Sé muy poco del mundo clásico, mucho menos de lo que me gustaría y de lo que debería. De ese poco, casi todo me viene de mi hermano Javier, el viajero, y más recientemente de Francisco Pereña, un doctísimo hombre que se ha hecho a sí mismo un especialista en lo que le da la gana.
Ambos, y maestros tan indiscutibles como Agustín García Calvo o Rafael Sánchez Ferlosio, son parte de esa por suerte inextinguible legión de hombres y mujeres que, como Irene Vallejo más recientemente, nos muestran que el camino es ese, que hay que enamorarse de lo que uno, o una, hace para ser superior a los dioses, para demostrarles que cualquier historia emprendida o culminada desde el enamoramiento es muy superior a otras pergeñadas desde la perfección o desde la intachable preparación que augura siempre textos tan inequívocos como los que consiguen los bancos en su pertinaz correspondencia.

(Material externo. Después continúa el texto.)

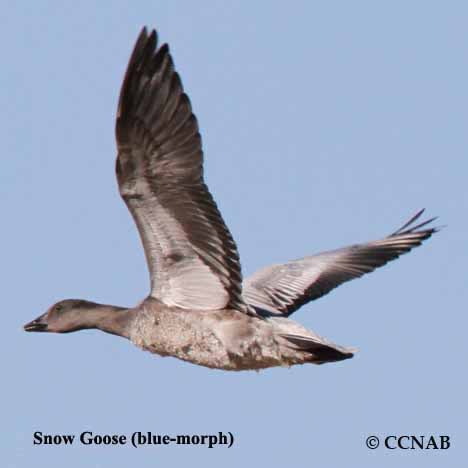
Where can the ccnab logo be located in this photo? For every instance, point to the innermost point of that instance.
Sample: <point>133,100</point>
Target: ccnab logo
<point>410,442</point>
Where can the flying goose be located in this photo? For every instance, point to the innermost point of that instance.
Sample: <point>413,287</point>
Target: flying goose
<point>199,309</point>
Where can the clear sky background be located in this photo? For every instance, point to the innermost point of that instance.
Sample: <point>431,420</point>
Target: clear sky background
<point>324,124</point>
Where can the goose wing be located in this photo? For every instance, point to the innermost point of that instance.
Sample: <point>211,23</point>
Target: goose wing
<point>191,255</point>
<point>282,289</point>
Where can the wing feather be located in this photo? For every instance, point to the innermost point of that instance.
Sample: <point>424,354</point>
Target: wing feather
<point>192,257</point>
<point>282,289</point>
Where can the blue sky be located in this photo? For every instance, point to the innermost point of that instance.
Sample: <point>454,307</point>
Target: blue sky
<point>324,124</point>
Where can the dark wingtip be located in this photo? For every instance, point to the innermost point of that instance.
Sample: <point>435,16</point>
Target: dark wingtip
<point>409,226</point>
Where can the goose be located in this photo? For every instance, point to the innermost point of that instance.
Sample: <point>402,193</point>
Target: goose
<point>199,309</point>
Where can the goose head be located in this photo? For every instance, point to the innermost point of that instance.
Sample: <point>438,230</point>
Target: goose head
<point>65,316</point>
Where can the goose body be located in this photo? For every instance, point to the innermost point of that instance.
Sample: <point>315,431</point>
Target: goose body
<point>199,309</point>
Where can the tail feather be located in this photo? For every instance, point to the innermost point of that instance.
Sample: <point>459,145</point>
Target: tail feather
<point>321,350</point>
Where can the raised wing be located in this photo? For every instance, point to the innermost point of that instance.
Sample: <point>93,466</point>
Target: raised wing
<point>282,289</point>
<point>192,257</point>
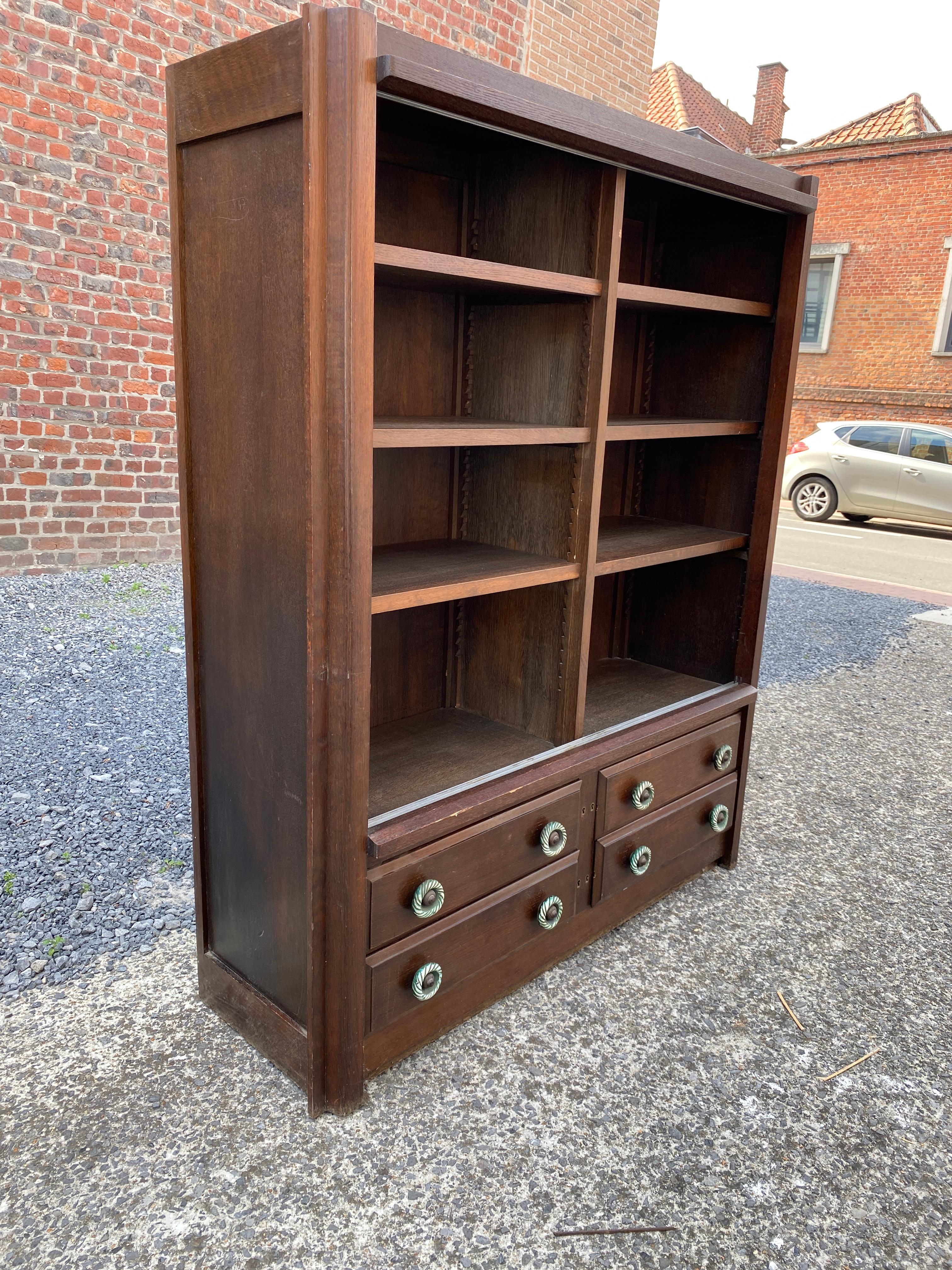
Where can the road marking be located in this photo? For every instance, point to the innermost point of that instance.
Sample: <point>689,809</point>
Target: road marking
<point>829,534</point>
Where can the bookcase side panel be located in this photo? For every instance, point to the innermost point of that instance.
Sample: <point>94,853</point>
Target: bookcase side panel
<point>341,121</point>
<point>242,306</point>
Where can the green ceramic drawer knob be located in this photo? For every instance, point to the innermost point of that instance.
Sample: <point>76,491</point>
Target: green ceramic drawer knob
<point>427,981</point>
<point>643,796</point>
<point>549,914</point>
<point>552,839</point>
<point>724,756</point>
<point>640,860</point>
<point>719,818</point>
<point>428,898</point>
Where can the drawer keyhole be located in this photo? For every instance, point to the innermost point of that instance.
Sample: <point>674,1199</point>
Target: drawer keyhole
<point>643,796</point>
<point>723,758</point>
<point>552,839</point>
<point>640,860</point>
<point>428,898</point>
<point>427,981</point>
<point>550,912</point>
<point>719,818</point>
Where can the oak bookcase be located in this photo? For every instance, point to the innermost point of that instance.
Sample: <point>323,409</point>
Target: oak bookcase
<point>483,401</point>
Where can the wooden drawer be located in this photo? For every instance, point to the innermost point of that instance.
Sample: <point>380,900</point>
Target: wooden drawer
<point>685,826</point>
<point>672,770</point>
<point>469,941</point>
<point>470,864</point>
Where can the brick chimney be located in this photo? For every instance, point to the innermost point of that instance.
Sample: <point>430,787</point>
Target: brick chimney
<point>770,108</point>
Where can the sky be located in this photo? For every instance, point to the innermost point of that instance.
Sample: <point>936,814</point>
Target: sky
<point>843,58</point>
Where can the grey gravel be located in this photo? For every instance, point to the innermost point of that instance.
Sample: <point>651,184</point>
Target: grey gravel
<point>652,1079</point>
<point>812,628</point>
<point>93,768</point>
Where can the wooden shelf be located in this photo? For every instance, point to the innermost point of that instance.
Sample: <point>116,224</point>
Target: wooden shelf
<point>634,427</point>
<point>639,541</point>
<point>459,431</point>
<point>620,690</point>
<point>426,573</point>
<point>416,758</point>
<point>662,298</point>
<point>432,271</point>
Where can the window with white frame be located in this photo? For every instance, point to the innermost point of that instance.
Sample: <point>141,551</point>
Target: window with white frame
<point>822,286</point>
<point>942,345</point>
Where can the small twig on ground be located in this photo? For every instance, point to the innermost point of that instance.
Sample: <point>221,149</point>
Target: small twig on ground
<point>620,1230</point>
<point>790,1010</point>
<point>855,1063</point>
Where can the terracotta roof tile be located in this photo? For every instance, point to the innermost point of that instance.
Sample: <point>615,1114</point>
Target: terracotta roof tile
<point>904,118</point>
<point>677,101</point>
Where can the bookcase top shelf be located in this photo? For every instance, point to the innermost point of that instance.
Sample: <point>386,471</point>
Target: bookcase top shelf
<point>639,541</point>
<point>462,431</point>
<point>637,427</point>
<point>434,271</point>
<point>411,575</point>
<point>663,298</point>
<point>620,689</point>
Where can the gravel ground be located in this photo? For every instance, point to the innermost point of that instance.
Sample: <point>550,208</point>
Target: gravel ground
<point>653,1079</point>
<point>812,629</point>
<point>96,846</point>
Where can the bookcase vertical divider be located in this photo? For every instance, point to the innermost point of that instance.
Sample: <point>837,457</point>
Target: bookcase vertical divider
<point>596,392</point>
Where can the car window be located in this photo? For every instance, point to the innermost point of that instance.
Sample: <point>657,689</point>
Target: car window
<point>878,438</point>
<point>930,445</point>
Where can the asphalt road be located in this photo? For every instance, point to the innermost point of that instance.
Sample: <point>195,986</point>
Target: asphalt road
<point>894,552</point>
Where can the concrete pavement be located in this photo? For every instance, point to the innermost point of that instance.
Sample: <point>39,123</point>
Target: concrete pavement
<point>888,552</point>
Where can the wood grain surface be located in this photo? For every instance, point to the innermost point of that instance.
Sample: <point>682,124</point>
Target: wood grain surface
<point>423,573</point>
<point>404,267</point>
<point>639,541</point>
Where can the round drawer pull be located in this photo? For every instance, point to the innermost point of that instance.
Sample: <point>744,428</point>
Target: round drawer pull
<point>427,981</point>
<point>724,758</point>
<point>428,898</point>
<point>552,839</point>
<point>643,796</point>
<point>640,860</point>
<point>719,818</point>
<point>549,914</point>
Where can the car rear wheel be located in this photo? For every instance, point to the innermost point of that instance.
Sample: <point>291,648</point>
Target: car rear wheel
<point>814,498</point>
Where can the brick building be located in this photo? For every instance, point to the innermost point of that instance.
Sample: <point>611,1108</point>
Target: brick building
<point>878,329</point>
<point>88,461</point>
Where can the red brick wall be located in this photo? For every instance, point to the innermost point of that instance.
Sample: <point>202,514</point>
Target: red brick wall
<point>88,461</point>
<point>600,49</point>
<point>893,204</point>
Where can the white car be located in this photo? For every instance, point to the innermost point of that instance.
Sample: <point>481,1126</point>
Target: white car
<point>873,469</point>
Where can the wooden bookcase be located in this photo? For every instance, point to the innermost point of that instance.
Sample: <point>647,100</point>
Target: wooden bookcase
<point>483,402</point>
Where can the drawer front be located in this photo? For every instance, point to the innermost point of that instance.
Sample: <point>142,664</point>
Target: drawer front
<point>671,771</point>
<point>468,943</point>
<point>470,864</point>
<point>659,840</point>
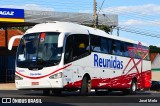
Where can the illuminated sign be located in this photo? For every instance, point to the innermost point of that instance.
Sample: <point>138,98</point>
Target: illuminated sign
<point>111,62</point>
<point>11,15</point>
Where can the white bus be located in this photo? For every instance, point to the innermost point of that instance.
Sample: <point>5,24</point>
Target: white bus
<point>66,56</point>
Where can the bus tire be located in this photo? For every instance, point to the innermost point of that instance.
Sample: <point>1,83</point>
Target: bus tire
<point>57,92</point>
<point>133,88</point>
<point>46,92</point>
<point>86,86</point>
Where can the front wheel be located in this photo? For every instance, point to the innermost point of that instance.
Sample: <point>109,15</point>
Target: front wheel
<point>132,89</point>
<point>86,86</point>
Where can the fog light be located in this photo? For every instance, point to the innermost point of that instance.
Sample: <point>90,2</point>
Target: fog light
<point>55,76</point>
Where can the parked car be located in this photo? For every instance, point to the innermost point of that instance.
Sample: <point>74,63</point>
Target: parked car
<point>155,85</point>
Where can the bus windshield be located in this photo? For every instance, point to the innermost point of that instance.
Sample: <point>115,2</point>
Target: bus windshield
<point>39,50</point>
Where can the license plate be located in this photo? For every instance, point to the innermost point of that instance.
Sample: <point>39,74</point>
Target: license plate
<point>35,83</point>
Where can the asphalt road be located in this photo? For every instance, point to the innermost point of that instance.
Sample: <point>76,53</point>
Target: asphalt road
<point>74,98</point>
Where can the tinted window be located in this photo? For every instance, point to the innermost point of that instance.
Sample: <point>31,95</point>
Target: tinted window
<point>77,46</point>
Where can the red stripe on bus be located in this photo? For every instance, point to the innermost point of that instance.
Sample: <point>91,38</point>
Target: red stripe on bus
<point>44,75</point>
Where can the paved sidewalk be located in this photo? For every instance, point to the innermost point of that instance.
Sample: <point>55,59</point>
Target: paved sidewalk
<point>7,86</point>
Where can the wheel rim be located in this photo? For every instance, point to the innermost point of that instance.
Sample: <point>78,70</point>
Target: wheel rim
<point>134,87</point>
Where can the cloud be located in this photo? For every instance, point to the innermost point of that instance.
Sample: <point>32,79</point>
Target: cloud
<point>134,22</point>
<point>28,7</point>
<point>148,9</point>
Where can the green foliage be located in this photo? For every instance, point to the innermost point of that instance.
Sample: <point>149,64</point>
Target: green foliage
<point>154,49</point>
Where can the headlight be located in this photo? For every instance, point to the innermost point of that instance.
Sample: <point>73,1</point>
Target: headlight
<point>55,76</point>
<point>18,77</point>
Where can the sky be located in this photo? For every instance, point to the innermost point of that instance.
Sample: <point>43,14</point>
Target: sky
<point>138,19</point>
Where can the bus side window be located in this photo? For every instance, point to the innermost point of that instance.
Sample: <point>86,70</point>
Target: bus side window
<point>109,46</point>
<point>104,48</point>
<point>81,45</point>
<point>126,53</point>
<point>68,50</point>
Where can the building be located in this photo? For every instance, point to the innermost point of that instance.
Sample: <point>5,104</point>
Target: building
<point>155,62</point>
<point>7,58</point>
<point>19,18</point>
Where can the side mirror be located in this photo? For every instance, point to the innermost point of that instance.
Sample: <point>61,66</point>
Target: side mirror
<point>11,41</point>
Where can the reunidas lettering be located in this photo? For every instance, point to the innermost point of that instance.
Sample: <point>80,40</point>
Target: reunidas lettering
<point>7,13</point>
<point>107,63</point>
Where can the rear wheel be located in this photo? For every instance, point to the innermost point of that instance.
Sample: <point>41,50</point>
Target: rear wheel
<point>57,92</point>
<point>46,92</point>
<point>86,86</point>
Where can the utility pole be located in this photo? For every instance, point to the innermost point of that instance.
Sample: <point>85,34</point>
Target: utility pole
<point>95,18</point>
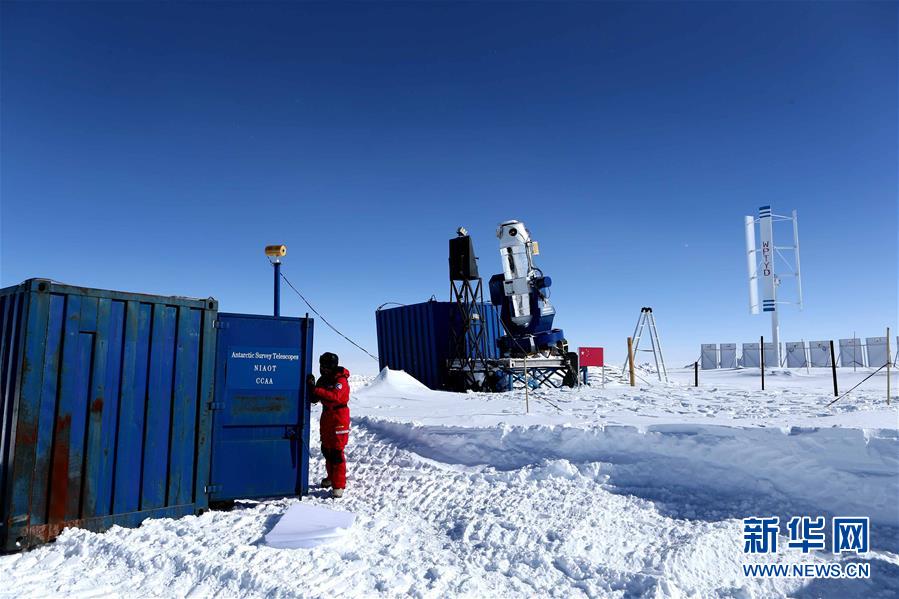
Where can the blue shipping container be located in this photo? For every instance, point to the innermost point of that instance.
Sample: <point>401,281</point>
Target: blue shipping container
<point>418,338</point>
<point>260,435</point>
<point>104,408</point>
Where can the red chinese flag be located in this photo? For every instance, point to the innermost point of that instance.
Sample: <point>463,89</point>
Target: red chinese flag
<point>590,356</point>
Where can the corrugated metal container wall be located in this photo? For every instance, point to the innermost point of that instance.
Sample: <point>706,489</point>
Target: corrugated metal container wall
<point>417,338</point>
<point>105,415</point>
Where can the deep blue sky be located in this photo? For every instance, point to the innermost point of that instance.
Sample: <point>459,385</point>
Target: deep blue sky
<point>158,147</point>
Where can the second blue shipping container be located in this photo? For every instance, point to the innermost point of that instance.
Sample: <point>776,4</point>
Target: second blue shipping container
<point>418,338</point>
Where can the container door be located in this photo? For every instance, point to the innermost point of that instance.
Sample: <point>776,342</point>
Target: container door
<point>260,412</point>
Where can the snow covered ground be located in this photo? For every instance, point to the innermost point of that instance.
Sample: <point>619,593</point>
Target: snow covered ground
<point>615,492</point>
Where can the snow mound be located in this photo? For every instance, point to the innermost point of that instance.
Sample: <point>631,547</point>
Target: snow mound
<point>305,526</point>
<point>394,382</point>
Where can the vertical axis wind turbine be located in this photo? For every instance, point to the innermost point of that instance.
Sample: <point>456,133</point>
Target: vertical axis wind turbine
<point>761,260</point>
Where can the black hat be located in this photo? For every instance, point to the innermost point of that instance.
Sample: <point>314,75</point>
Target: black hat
<point>328,360</point>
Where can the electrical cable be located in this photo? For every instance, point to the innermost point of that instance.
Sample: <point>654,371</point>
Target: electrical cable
<point>854,388</point>
<point>325,320</point>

Una perfección a la que se refieren algunos poetas hoy esenciales, como los obvios por imposibles de evitar T. S. Eliot o W.H. Auden, que anuncian oscuramente en sus proclamas lo que el mundo nos guarda. Pero esos grandes no son profetas, sino algo más cercano a nosotros. Son, en realidad, unos misioneros del enamoramiento, no del amor romántico y estúpido que nos venden cada día los mercaderes de hamburguesas malas. Son, en ocasiones, vendedores de un amor brusco, posesivo en periodos muy cortos. Dice Auden que o bien nos amamos los unos a los otros o bien morimos. Habla del amor físico, sin ningún equívoco. Y eso lo podemos, o lo debemos, extender a lo que hacemos cada día fuera de nuestra rutina. Podemos ser mejores que los dioses si nos enamoramos de lo que hacemos. Aunque enamorarnos nos pueda turbar el juicio.
Esa gran lección de vida la deja mi hermano del alma concluida en su último —por ahora— viaje, ese al que me desinvitó con unas palabras consoladoras: “Te llevaría, pero creo que es muy largo y no estás en forma”.
Poca cosa, lo único que hace a los dioses superiores es que viven para siempre.